This question arises from the context of computing the distribution of total execution time with an underlying graph of tree. For instance, we can model the execution times of all the nodes on the graph by independent random variables whose distributions come from a certain parametrized family, such as the normal distributions. Then the total execution time can be modeled as the maximum and sum of these random variables. The cdf of the maximum of two independent distributions is the product of their cdfs, whereas the pdf of the sum of two independent distributions is the convolution of their respective pdfs.
Update: explanation of notation. $F:\mathbb{R}_+ \to [0,1]$ is a smooth cumulative distribution function. Thus it is non-decreasing. Examples include $F(x) = 1- e^{-\lambda x}$, the cdf of an exponential random variable of parameter $\lambda$.
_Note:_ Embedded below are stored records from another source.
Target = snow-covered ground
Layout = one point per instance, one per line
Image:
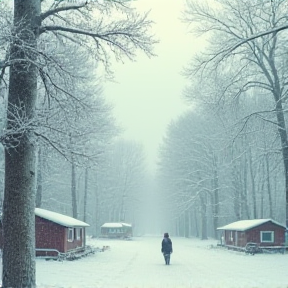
(139, 263)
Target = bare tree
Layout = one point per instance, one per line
(257, 63)
(77, 23)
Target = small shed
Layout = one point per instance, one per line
(57, 233)
(116, 230)
(264, 232)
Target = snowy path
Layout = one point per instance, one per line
(139, 263)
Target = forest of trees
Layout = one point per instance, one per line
(224, 160)
(58, 132)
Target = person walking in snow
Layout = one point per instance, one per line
(166, 248)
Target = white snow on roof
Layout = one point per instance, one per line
(116, 225)
(244, 225)
(60, 218)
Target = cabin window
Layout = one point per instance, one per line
(78, 233)
(267, 236)
(70, 234)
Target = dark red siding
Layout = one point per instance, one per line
(241, 238)
(50, 235)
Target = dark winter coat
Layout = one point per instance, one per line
(166, 246)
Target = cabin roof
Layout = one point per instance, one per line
(116, 225)
(244, 225)
(60, 219)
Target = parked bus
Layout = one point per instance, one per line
(116, 230)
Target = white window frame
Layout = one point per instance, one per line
(265, 241)
(78, 233)
(70, 235)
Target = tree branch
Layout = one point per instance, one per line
(60, 9)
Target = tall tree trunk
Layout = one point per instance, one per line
(284, 145)
(269, 190)
(19, 192)
(252, 178)
(73, 190)
(215, 198)
(39, 181)
(85, 195)
(203, 201)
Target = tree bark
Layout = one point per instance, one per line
(19, 192)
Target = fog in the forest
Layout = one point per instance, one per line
(174, 120)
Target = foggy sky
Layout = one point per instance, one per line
(148, 92)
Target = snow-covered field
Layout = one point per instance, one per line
(139, 263)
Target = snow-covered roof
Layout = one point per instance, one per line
(60, 218)
(116, 225)
(244, 225)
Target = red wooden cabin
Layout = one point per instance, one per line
(57, 233)
(264, 232)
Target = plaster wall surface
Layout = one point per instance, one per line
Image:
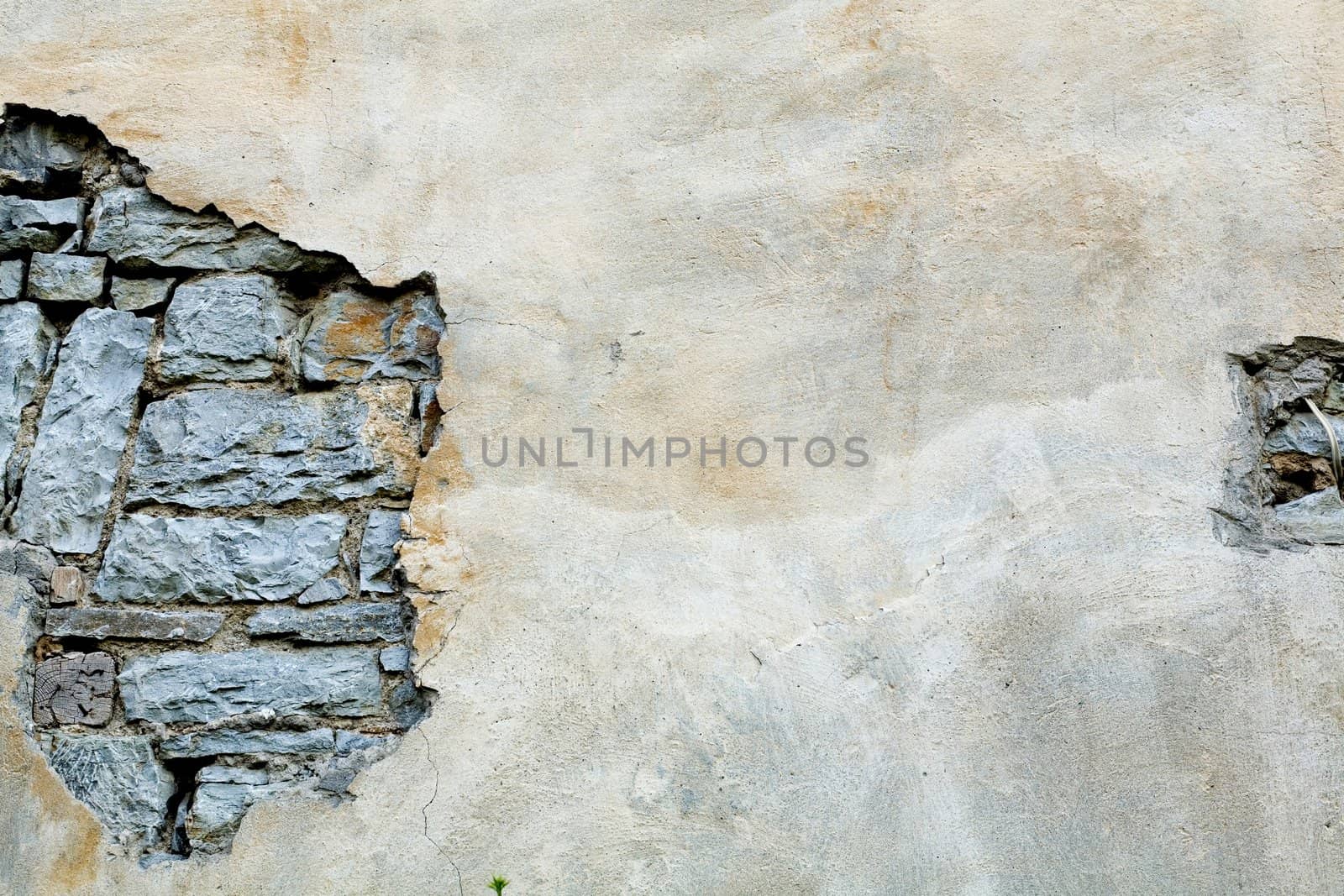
(1011, 244)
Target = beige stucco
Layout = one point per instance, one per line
(1011, 242)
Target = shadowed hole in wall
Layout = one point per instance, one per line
(208, 439)
(1280, 490)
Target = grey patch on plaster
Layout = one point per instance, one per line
(175, 463)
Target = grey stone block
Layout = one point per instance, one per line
(27, 349)
(138, 295)
(138, 228)
(324, 590)
(225, 327)
(218, 809)
(150, 625)
(82, 432)
(349, 741)
(69, 584)
(35, 224)
(212, 560)
(11, 280)
(353, 338)
(66, 278)
(73, 688)
(203, 687)
(378, 551)
(222, 743)
(29, 562)
(233, 775)
(1317, 517)
(396, 658)
(230, 448)
(331, 625)
(37, 154)
(118, 779)
(1304, 432)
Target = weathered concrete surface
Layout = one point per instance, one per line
(1010, 242)
(82, 432)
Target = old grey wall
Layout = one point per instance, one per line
(1011, 242)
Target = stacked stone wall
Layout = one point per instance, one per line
(208, 438)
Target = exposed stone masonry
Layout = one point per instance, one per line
(208, 437)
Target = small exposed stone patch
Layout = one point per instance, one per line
(208, 438)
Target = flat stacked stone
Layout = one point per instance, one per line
(222, 448)
(353, 338)
(120, 779)
(66, 278)
(225, 327)
(138, 228)
(82, 432)
(147, 625)
(154, 559)
(27, 349)
(206, 687)
(35, 224)
(343, 622)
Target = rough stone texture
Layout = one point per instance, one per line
(353, 338)
(1314, 519)
(27, 340)
(138, 295)
(136, 228)
(160, 559)
(38, 226)
(349, 741)
(101, 622)
(11, 280)
(218, 743)
(329, 625)
(69, 584)
(1304, 432)
(29, 562)
(73, 688)
(378, 551)
(194, 687)
(230, 448)
(118, 779)
(38, 156)
(1011, 241)
(219, 808)
(233, 775)
(324, 590)
(66, 278)
(225, 327)
(394, 658)
(82, 432)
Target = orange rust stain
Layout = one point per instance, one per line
(360, 331)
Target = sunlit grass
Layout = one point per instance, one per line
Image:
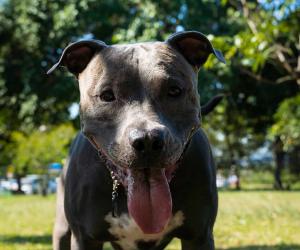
(246, 220)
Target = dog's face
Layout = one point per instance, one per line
(139, 105)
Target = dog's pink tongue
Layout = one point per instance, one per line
(149, 199)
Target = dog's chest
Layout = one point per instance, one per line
(128, 234)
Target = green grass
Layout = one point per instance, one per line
(253, 220)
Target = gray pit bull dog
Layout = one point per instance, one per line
(141, 171)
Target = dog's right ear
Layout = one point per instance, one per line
(76, 56)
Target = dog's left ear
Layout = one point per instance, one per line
(76, 56)
(194, 46)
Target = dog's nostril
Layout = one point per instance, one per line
(157, 144)
(139, 144)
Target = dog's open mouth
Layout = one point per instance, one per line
(149, 199)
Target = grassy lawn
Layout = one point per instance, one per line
(247, 220)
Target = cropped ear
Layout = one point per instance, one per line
(76, 56)
(194, 46)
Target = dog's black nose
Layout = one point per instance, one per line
(147, 141)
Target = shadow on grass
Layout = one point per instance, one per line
(34, 239)
(263, 247)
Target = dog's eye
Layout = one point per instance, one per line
(107, 96)
(174, 91)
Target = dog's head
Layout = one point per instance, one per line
(139, 105)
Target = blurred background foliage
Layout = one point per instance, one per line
(260, 41)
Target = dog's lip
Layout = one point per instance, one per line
(122, 173)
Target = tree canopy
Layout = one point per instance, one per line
(260, 41)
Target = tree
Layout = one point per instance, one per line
(34, 152)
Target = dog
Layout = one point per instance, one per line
(141, 170)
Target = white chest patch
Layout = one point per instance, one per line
(128, 232)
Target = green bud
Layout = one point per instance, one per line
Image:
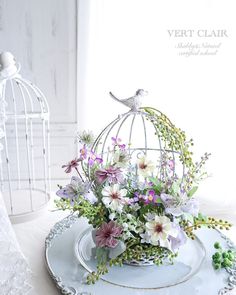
(225, 255)
(217, 245)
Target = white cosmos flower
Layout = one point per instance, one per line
(159, 229)
(114, 198)
(145, 166)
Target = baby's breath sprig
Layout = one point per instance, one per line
(223, 258)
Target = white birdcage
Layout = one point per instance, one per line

By $F^2$ I simply mean the square of $F$; $F'$ stands for the derivative of $F$ with respective to its only variable. $(F \ast F)(x):= \int_{-\infty}^\infty F(t) F(x-t) dt$ is the convolution of $F$ with itself. Furthermore $F^{\ast k} = F \ast F \ast \ldots \ast F$ for $k$ times. I am implicitly assuming $k$ is an integer, but if $F$ comes from a continuously parametrized family, such as the Gaussians, then even non-rational $k$ makes sense.